これらの特徴により、ペッグ制度は為替レート安定化と国際貿易・投資環境の予測可能性向上という二重の目的を果たす。
現在の位置づけ

近年、グローバル金融市場の統合が進む中で、ペッグ制度は新興経済国にとって重要な政策手段となっている。特に、輸出主導型経済や資本流入依存度が高い国々では、為替レートの急激変動を抑えることで国内インフレーション圧力を軽減し、金融市場の安定化を図る。また、ペッグ制度は通貨スワップ取引やヘッジ取引における基準となり、国際資金移動の効率性向上にも寄与する。

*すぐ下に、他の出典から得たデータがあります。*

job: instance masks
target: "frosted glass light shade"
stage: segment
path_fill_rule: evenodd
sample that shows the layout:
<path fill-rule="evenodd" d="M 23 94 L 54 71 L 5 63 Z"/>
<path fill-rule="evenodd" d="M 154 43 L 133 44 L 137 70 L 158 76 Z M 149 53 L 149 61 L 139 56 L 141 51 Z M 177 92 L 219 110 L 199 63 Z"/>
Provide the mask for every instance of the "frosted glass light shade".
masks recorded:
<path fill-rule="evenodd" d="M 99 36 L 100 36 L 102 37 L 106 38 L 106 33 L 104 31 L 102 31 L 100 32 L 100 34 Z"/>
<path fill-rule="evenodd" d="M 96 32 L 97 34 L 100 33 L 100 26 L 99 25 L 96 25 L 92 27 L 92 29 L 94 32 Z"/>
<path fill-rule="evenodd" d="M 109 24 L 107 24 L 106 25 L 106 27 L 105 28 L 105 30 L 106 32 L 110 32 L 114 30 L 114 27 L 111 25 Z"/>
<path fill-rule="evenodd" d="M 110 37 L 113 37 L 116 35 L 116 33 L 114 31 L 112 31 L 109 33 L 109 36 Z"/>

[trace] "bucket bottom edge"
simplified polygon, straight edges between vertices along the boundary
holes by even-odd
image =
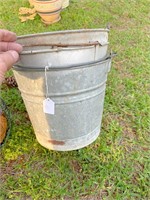
[[[75,139],[56,141],[56,140],[45,140],[42,135],[37,134],[37,141],[45,148],[55,151],[73,151],[84,148],[89,144],[93,143],[100,134],[100,127],[98,126],[91,133],[78,137]],[[53,142],[51,142],[53,141]]]

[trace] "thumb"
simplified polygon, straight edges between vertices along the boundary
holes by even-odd
[[[0,83],[2,82],[6,71],[19,59],[19,54],[16,51],[7,51],[0,54]]]

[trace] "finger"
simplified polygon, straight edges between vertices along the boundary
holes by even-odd
[[[0,29],[0,41],[14,42],[16,41],[16,39],[17,39],[16,33],[13,33],[8,30]]]
[[[19,59],[19,54],[16,51],[7,51],[0,54],[0,72],[5,73]]]
[[[5,52],[9,50],[14,50],[18,53],[21,53],[22,46],[15,42],[0,42],[0,51]]]

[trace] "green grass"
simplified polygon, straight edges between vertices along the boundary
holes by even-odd
[[[2,86],[13,128],[0,153],[0,200],[150,199],[148,0],[72,0],[62,20],[51,26],[39,16],[21,23],[18,9],[28,6],[25,0],[0,4],[0,28],[17,35],[105,28],[110,22],[110,48],[118,54],[108,75],[101,135],[81,150],[40,146],[20,92]]]

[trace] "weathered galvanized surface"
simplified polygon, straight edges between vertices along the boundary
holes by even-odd
[[[20,66],[45,67],[86,64],[104,58],[108,29],[59,31],[18,37],[24,49]]]
[[[98,137],[110,63],[109,57],[93,64],[51,67],[46,72],[47,88],[44,68],[28,71],[14,67],[37,140],[42,146],[69,151],[85,147]],[[47,89],[48,97],[55,103],[54,115],[43,112]]]

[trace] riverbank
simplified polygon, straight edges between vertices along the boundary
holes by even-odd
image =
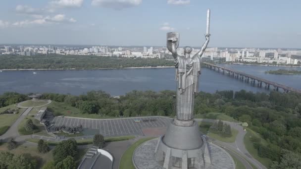
[[[94,69],[1,69],[1,71],[49,71],[49,70],[110,70],[110,69],[151,69],[151,68],[174,68],[174,66],[157,66],[157,67],[131,67],[128,68],[94,68]]]
[[[301,66],[288,66],[288,65],[258,65],[252,64],[244,64],[241,63],[223,63],[227,65],[248,65],[248,66],[277,66],[277,67],[290,67],[294,68],[301,68]]]
[[[278,69],[277,70],[269,70],[265,71],[267,74],[274,75],[301,75],[301,71],[295,70]]]

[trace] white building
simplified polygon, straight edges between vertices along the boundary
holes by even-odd
[[[274,52],[274,59],[277,59],[278,58],[278,52],[276,51],[275,51]]]
[[[144,46],[143,47],[143,53],[147,53],[148,52],[148,48]]]
[[[141,57],[142,56],[142,53],[139,52],[132,52],[132,55],[138,57]]]
[[[295,59],[294,60],[294,64],[297,65],[297,64],[298,64],[298,60],[297,59]]]
[[[259,51],[259,57],[265,57],[265,51],[263,50],[260,50]],[[259,62],[261,63],[261,62]]]

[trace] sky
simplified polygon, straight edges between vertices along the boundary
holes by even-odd
[[[301,0],[1,0],[0,43],[301,48]]]

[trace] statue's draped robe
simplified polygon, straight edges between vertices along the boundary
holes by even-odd
[[[174,60],[177,80],[177,119],[193,119],[195,93],[199,89],[201,74],[201,58],[196,55],[191,58],[178,56]]]

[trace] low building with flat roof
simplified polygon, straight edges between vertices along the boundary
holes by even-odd
[[[39,110],[39,112],[36,115],[36,116],[35,116],[35,119],[38,120],[40,122],[42,121],[47,111],[47,107],[41,108],[41,109],[40,109],[40,110]]]

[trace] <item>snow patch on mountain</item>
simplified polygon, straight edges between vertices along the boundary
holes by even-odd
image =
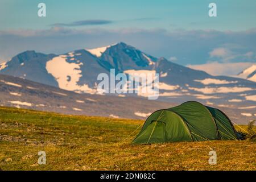
[[[69,91],[96,93],[97,89],[90,88],[86,84],[77,84],[82,77],[80,67],[82,63],[69,63],[66,57],[67,55],[61,55],[46,63],[47,72],[55,77],[59,87]]]
[[[214,78],[205,78],[202,80],[195,80],[195,81],[200,82],[204,85],[209,85],[209,84],[236,84],[237,81],[228,81],[225,80],[218,80]]]
[[[104,53],[107,48],[110,47],[111,46],[108,46],[105,47],[98,47],[94,49],[85,49],[86,51],[89,52],[91,54],[96,56],[98,57],[101,56],[101,55]]]
[[[7,67],[7,62],[3,62],[0,64],[0,70],[3,69]]]
[[[144,53],[142,53],[142,55],[143,55],[144,57],[145,57],[148,61],[148,65],[154,65],[155,64],[155,62],[154,62],[150,58],[148,57]]]
[[[66,94],[65,93],[61,93],[61,92],[54,92],[54,91],[52,91],[52,93],[56,93],[56,94],[60,95],[60,96],[68,96],[68,95]]]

しかしながら、市場の過度な介入が逆に投機的攻撃を招くリスクもある。近年は「円安対策」や「ドル高対策」といった形で、ペッグ制度を部分的に採用したケースも報告されている。規制当局は、為替市場の透明性と公正取引確保の観点から、介入行動を監視しつつ、必要に応じてルール改定を検討している。
総じて、ペッグ制度は固定相場制とフローティングペッグの両極端を織り交ぜた柔軟な為替政策として、国際金融システム内で不可欠な役割を担っている。